This focaccia uses a biga which is left over night and for at least 16 hours. The biga is there to assist fermentation and helps add flavour. I've also used a little dried yeast although a better flavour would develop if no yeast was used and the fermentation was over a longer period. The Biga should have tiny champagne type bubbles when it is ready to be used.
This recipe makes 2 large focaccia. Halve the measurements to make one focaccia.
Biga
640g 00 flour
640g water (16-22c)
0.25g dried yeast
Dough
960g 00 flour
512g water (16-22C)
5g dried yeast
96g Olive oil
32g Salt
Make the biga in a large rectangular tray by mixing the ingredients and leave covered for at least 16 hours in a warm place (between 16-22C). The biga should show clear signs of fermentation with champagne type bubbles clearly visible.
Mix half of the dough water to the biga and incorporate with your hands. Add this mixture to a large stand mixer bowl and start on slow speed (If using ingredients above then divide into two as the volume will be too large for a normal domestic mixer). Add rest of ingredients apart from the olive oil. As everything comes together add rest of the water. Add the Oilve oil during the last minute of mixing. The mixed dough should be stretchy and easily handled.

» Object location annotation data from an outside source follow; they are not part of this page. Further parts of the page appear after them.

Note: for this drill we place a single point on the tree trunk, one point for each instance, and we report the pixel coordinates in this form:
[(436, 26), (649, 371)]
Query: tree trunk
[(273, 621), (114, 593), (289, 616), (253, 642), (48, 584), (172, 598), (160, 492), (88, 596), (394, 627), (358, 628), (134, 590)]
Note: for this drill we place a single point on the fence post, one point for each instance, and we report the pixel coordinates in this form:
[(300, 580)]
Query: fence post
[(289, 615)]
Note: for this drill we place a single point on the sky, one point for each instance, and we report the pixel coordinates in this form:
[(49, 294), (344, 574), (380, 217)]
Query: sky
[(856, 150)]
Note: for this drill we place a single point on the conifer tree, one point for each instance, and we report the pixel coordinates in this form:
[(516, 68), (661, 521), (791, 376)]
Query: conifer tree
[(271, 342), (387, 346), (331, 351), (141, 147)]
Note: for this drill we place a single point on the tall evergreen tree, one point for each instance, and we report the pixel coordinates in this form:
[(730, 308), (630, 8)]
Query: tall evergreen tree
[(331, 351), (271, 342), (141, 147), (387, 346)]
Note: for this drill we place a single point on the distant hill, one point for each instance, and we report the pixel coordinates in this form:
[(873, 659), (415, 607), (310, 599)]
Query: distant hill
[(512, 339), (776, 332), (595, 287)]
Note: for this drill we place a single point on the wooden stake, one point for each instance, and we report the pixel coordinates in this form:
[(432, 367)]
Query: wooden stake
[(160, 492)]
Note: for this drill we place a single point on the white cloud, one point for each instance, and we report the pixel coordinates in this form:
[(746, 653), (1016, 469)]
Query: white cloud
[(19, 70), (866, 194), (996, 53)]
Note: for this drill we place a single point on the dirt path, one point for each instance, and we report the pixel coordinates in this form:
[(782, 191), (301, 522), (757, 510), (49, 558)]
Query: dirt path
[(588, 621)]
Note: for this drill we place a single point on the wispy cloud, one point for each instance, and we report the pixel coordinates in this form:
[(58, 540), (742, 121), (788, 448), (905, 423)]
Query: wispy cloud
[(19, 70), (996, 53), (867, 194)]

Tip the dough onto an oiled rectangular tray and rest for one and a half hours.
Fold the dough in on itself (East-West-North-South) and invert.

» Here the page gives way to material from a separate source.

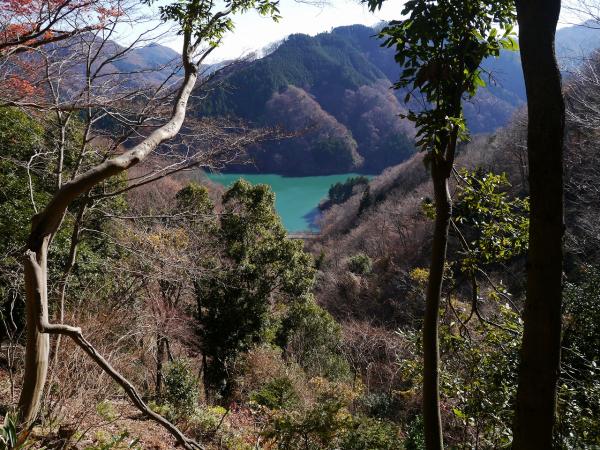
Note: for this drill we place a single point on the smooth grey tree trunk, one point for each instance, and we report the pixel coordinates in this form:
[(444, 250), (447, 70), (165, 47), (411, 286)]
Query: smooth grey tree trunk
[(540, 352)]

Sieve flour on top of dough and on workbench. Invert dough onto bench and sieve flour on top of dough.
Push dough out into rectangle. Cut into two pieces (about 1.8kg each).

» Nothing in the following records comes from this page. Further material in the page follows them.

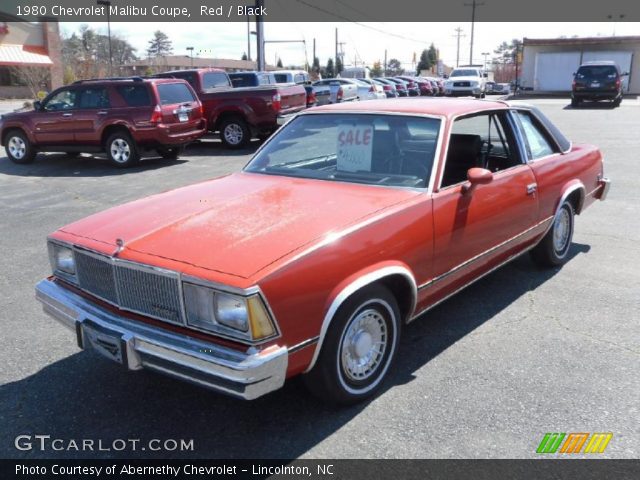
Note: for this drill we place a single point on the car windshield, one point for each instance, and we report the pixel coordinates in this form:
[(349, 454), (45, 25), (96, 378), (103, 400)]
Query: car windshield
[(465, 73), (597, 72), (374, 149)]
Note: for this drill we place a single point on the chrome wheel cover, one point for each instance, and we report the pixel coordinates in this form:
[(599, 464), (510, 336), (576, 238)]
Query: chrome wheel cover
[(233, 133), (120, 150), (17, 148), (363, 346), (561, 231)]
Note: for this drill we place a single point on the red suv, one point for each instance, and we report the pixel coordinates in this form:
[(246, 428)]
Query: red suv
[(120, 116)]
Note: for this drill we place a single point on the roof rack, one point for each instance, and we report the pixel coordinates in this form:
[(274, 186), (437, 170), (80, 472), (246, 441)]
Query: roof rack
[(133, 79)]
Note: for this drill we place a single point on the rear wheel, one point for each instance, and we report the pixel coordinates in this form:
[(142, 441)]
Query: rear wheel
[(234, 132), (122, 151), (358, 349), (18, 147), (555, 245)]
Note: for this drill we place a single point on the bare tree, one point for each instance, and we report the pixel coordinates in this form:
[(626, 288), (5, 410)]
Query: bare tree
[(35, 78)]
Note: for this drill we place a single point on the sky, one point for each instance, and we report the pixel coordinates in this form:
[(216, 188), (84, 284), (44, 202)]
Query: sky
[(364, 42)]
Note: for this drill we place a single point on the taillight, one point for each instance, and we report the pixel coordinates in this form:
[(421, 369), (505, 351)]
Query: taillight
[(276, 102), (156, 115)]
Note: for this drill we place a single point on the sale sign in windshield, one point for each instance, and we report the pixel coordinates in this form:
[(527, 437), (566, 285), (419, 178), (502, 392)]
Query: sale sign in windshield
[(354, 147)]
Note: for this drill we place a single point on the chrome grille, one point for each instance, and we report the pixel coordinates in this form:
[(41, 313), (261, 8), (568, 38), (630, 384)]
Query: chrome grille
[(95, 275), (149, 293), (130, 286)]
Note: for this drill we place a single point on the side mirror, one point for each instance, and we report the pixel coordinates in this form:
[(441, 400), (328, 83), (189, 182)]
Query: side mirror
[(477, 176)]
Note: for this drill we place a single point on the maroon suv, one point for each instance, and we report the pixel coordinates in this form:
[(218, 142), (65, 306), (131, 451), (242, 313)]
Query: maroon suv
[(121, 117)]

Shape by folding the two sides into the centre and press down. Fold furthest side to nearest side and press down. Invert dough. It should now be a slipper shape as per Ciabatta.
Oil parchment lined baking tray and your hands.
Pick up the dough and place onto oiled tray. Cover with oil and gently rub all over top. Spread out dough gently with hands and leave for 30 minutes.
Spread out dough into rectangle on tray with hands. Use finger docking technique (press fingers gently into dough t create dimples) and let rest for 30 minutes.
Add toppings at this stage. I used crushed tomatoes and sea salt on one side. The other side was sliced red onion, grated parmesan cheese and rosemary.
Heat oven to 200C and bake for about 20 minutes until the toppings have started to brown.
This focaccia is wonderful out of the oven but is also great cold.